En commission Industrie (Itre), dominée par le PPE, Sarah Knafo (Reconquête, ENS) a été désignée pour écrire le rapport d’initiative sur la souveraineté tech. Celle qui s’est interrogée, lors de l’audition de Stéphane Séjourné, sur les « quotas de transsexuels dans les usines », devient la première députée chargée de porter la compétitivité technologique européenne.
« Ce qui est arrivé en Itre est un peu fou », juge Anna Cavazzini (Verts), présidente de la commission Marché intérieur.
« Jusqu’ici, les coordinateurs de notre commission ont décidé de distribuer les rapports entre les membres de la coalition von der Leyen », allant des Verts aux ECR, nous déclare-t-elle. « Je n’ai pas de signal d’un changement de stratégie du PPE » dans cette commission, indique-t-elle.
La cohérence en question
En commission Marché intérieur, centrale sur les dossiers numériques, les coordinateurs d’extrême droite sont donc très souvent présents, à l’exception des Nations souveraines (ENS), selon plusieurs sources. Pour autant, il est difficile de trouver une cohérence, même entre les deux coordinatrices Patriotes. Cette absence de ligne est d’ailleurs revendiquée (relire l’enquête de Contexte Pouvoirs).
Des lobbyistes de la culture remarquent même des positions incohérentes entre les députés eux-mêmes, alimentant leur méfiance actuelle. « Est-ce que tu peux t’allier avec des opportunistes ? Déjà qu’on aura un ulcère à l’estomac en le faisant », lance l’un d’eux.
« Nous nous posons moins de questions en commission Culture. Les lignes entre délégations sont plus convergentes, par exemple sur le grand dossier du dernier mandat, le règlement sur la liberté des médias, qui a la volonté d’attaquer la Hongrie. Les sujets culturels sont très idéologiques, donc l’alignement est plus simple », estime une source PfE.
« Les gens finiront par y aller »
Autour du Parlement, les lobbys s’affichent attentistes. Ils guettent les premiers dossiers, voire l’attribution de premiers rapports culturels à l’extrême droite, pour décider de discuter ou pas avec eux. Les positions souverainistes pourraient s’aligner avec la défense des industries européennes ou du principe de territorialité des droits audiovisuels.

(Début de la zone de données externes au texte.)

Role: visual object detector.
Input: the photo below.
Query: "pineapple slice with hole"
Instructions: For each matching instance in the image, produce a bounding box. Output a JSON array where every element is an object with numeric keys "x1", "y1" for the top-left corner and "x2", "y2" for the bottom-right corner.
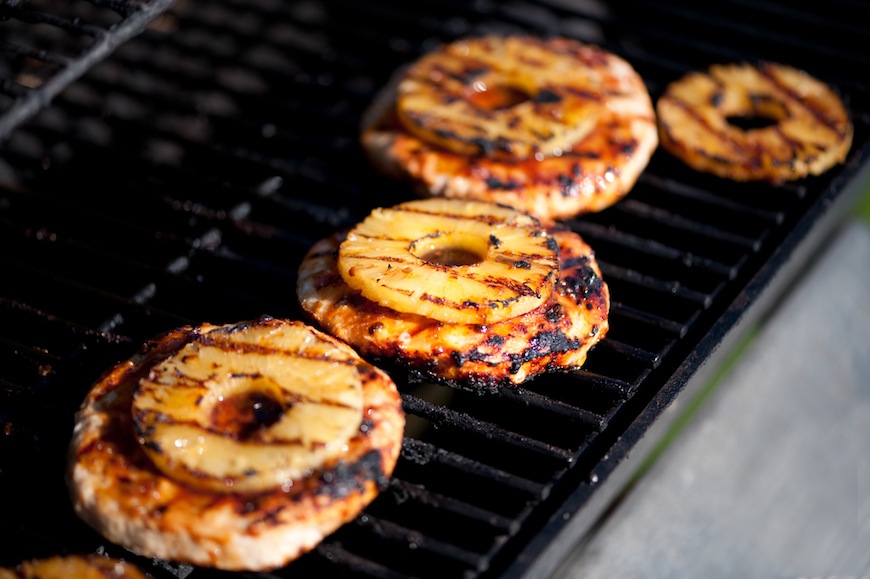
[
  {"x1": 337, "y1": 198, "x2": 559, "y2": 325},
  {"x1": 132, "y1": 320, "x2": 364, "y2": 494},
  {"x1": 395, "y1": 35, "x2": 602, "y2": 160}
]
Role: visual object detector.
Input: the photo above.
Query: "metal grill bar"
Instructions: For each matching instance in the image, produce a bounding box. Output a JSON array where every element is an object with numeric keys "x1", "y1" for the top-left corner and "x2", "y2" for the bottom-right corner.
[
  {"x1": 0, "y1": 0, "x2": 177, "y2": 139},
  {"x1": 401, "y1": 394, "x2": 577, "y2": 462},
  {"x1": 400, "y1": 439, "x2": 547, "y2": 496}
]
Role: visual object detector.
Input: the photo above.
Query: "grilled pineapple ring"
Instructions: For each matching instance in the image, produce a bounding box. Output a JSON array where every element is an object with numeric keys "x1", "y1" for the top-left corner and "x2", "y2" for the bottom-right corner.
[
  {"x1": 656, "y1": 61, "x2": 853, "y2": 182},
  {"x1": 395, "y1": 35, "x2": 602, "y2": 160},
  {"x1": 337, "y1": 198, "x2": 559, "y2": 325},
  {"x1": 133, "y1": 319, "x2": 364, "y2": 494}
]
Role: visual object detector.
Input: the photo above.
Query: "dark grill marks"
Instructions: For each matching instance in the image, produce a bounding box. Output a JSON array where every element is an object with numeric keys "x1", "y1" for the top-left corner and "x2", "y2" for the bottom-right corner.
[
  {"x1": 533, "y1": 89, "x2": 562, "y2": 104},
  {"x1": 757, "y1": 61, "x2": 850, "y2": 137},
  {"x1": 433, "y1": 62, "x2": 490, "y2": 87},
  {"x1": 195, "y1": 319, "x2": 359, "y2": 367},
  {"x1": 485, "y1": 175, "x2": 522, "y2": 190},
  {"x1": 661, "y1": 91, "x2": 747, "y2": 162}
]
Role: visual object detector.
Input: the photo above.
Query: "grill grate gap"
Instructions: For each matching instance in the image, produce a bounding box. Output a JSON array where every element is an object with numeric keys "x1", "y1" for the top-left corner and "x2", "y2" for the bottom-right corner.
[{"x1": 400, "y1": 392, "x2": 576, "y2": 463}]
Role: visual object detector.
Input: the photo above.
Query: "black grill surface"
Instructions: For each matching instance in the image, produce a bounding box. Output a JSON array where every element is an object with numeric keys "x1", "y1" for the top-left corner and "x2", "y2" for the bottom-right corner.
[{"x1": 1, "y1": 1, "x2": 869, "y2": 578}]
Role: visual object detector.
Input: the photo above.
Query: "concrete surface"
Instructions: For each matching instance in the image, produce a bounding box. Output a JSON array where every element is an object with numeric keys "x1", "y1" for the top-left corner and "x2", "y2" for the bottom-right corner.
[{"x1": 553, "y1": 220, "x2": 870, "y2": 579}]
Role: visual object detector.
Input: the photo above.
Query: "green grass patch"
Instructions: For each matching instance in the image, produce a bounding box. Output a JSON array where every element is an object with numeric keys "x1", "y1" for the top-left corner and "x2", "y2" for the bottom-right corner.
[{"x1": 856, "y1": 183, "x2": 870, "y2": 225}]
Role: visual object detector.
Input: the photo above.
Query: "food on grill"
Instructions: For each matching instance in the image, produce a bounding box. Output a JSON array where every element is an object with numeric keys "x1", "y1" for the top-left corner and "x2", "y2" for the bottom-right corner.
[
  {"x1": 656, "y1": 61, "x2": 853, "y2": 182},
  {"x1": 361, "y1": 35, "x2": 658, "y2": 222},
  {"x1": 0, "y1": 555, "x2": 146, "y2": 579},
  {"x1": 395, "y1": 35, "x2": 601, "y2": 161},
  {"x1": 337, "y1": 198, "x2": 559, "y2": 325},
  {"x1": 298, "y1": 198, "x2": 609, "y2": 387},
  {"x1": 67, "y1": 317, "x2": 405, "y2": 571}
]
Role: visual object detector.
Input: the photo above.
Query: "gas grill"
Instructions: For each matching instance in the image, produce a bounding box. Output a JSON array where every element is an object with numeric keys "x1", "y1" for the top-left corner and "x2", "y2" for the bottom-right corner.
[{"x1": 1, "y1": 1, "x2": 868, "y2": 578}]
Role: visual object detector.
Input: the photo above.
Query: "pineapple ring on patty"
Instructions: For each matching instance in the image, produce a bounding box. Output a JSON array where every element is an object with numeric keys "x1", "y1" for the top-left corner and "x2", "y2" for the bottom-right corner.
[
  {"x1": 299, "y1": 226, "x2": 609, "y2": 387},
  {"x1": 362, "y1": 35, "x2": 658, "y2": 222},
  {"x1": 0, "y1": 555, "x2": 147, "y2": 579},
  {"x1": 67, "y1": 317, "x2": 405, "y2": 571},
  {"x1": 395, "y1": 35, "x2": 602, "y2": 160},
  {"x1": 656, "y1": 61, "x2": 853, "y2": 182},
  {"x1": 133, "y1": 320, "x2": 364, "y2": 494},
  {"x1": 337, "y1": 198, "x2": 559, "y2": 326}
]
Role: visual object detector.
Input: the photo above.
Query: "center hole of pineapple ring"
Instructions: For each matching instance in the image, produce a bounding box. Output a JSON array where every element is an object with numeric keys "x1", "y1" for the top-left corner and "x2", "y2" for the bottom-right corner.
[
  {"x1": 466, "y1": 82, "x2": 532, "y2": 111},
  {"x1": 725, "y1": 95, "x2": 786, "y2": 131},
  {"x1": 210, "y1": 391, "x2": 283, "y2": 440},
  {"x1": 411, "y1": 231, "x2": 489, "y2": 267}
]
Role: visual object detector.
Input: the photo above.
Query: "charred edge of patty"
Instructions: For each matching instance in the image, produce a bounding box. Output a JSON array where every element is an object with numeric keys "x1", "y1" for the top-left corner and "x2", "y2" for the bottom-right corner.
[
  {"x1": 559, "y1": 254, "x2": 607, "y2": 309},
  {"x1": 314, "y1": 448, "x2": 390, "y2": 500}
]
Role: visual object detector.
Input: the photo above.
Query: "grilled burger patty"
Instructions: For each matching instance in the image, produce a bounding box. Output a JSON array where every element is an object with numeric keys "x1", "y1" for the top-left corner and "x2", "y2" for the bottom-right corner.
[
  {"x1": 66, "y1": 317, "x2": 405, "y2": 571},
  {"x1": 298, "y1": 225, "x2": 609, "y2": 388},
  {"x1": 361, "y1": 35, "x2": 658, "y2": 222}
]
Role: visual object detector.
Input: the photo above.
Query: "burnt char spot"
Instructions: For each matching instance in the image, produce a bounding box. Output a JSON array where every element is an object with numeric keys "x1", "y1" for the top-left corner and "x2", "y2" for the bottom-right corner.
[
  {"x1": 470, "y1": 136, "x2": 513, "y2": 156},
  {"x1": 546, "y1": 237, "x2": 559, "y2": 252},
  {"x1": 489, "y1": 234, "x2": 502, "y2": 248},
  {"x1": 425, "y1": 293, "x2": 448, "y2": 306},
  {"x1": 528, "y1": 330, "x2": 577, "y2": 357},
  {"x1": 434, "y1": 127, "x2": 462, "y2": 142},
  {"x1": 224, "y1": 317, "x2": 266, "y2": 334},
  {"x1": 316, "y1": 450, "x2": 388, "y2": 499},
  {"x1": 356, "y1": 366, "x2": 382, "y2": 385},
  {"x1": 710, "y1": 90, "x2": 724, "y2": 107},
  {"x1": 141, "y1": 439, "x2": 162, "y2": 453},
  {"x1": 534, "y1": 89, "x2": 562, "y2": 104},
  {"x1": 545, "y1": 303, "x2": 565, "y2": 323},
  {"x1": 560, "y1": 255, "x2": 604, "y2": 302},
  {"x1": 486, "y1": 335, "x2": 506, "y2": 346},
  {"x1": 453, "y1": 65, "x2": 489, "y2": 85},
  {"x1": 618, "y1": 140, "x2": 637, "y2": 155},
  {"x1": 514, "y1": 260, "x2": 531, "y2": 269},
  {"x1": 132, "y1": 417, "x2": 155, "y2": 438},
  {"x1": 451, "y1": 348, "x2": 493, "y2": 369},
  {"x1": 485, "y1": 176, "x2": 521, "y2": 190},
  {"x1": 368, "y1": 321, "x2": 384, "y2": 335},
  {"x1": 558, "y1": 173, "x2": 575, "y2": 197},
  {"x1": 507, "y1": 329, "x2": 579, "y2": 371}
]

Seuls des lobbys défendant des acteurs publics de la culture, fers de lance de la diversité et de l’inclusion, affichent un refus absolu d’échanger avec ces eurodéputés. « L’audition de Henna Virkkunen a montré à qui nous devons nous confronter. Nous avons besoin [de l’équivalent] d’une Margrethe Vestager, qui sait être forte dans ces circonstances », résume Renate Schroeder, présidente de la Fédération européenne des journalistes (FEJ).
« Ils s’organisent et se professionnalisent, en effet. Ils sont plutôt probusiness sur les dossiers, mais tu ne peux pas faire abstraction de leurs positions extrêmes sur les autres sujets… », résume un lobbyiste de l’industrie.
« Les gens finiront par y aller. C’est facile aujourd’hui de dire qu’on n’y ira pas, on n’a pas encore de dossier », anticipe un lobbyiste de la culture.
Contactées, plusieurs eurodéputées PfE n’ont pas répondu à nos sollicitations ou ont refusé un entretien téléphonique à temps pour publication.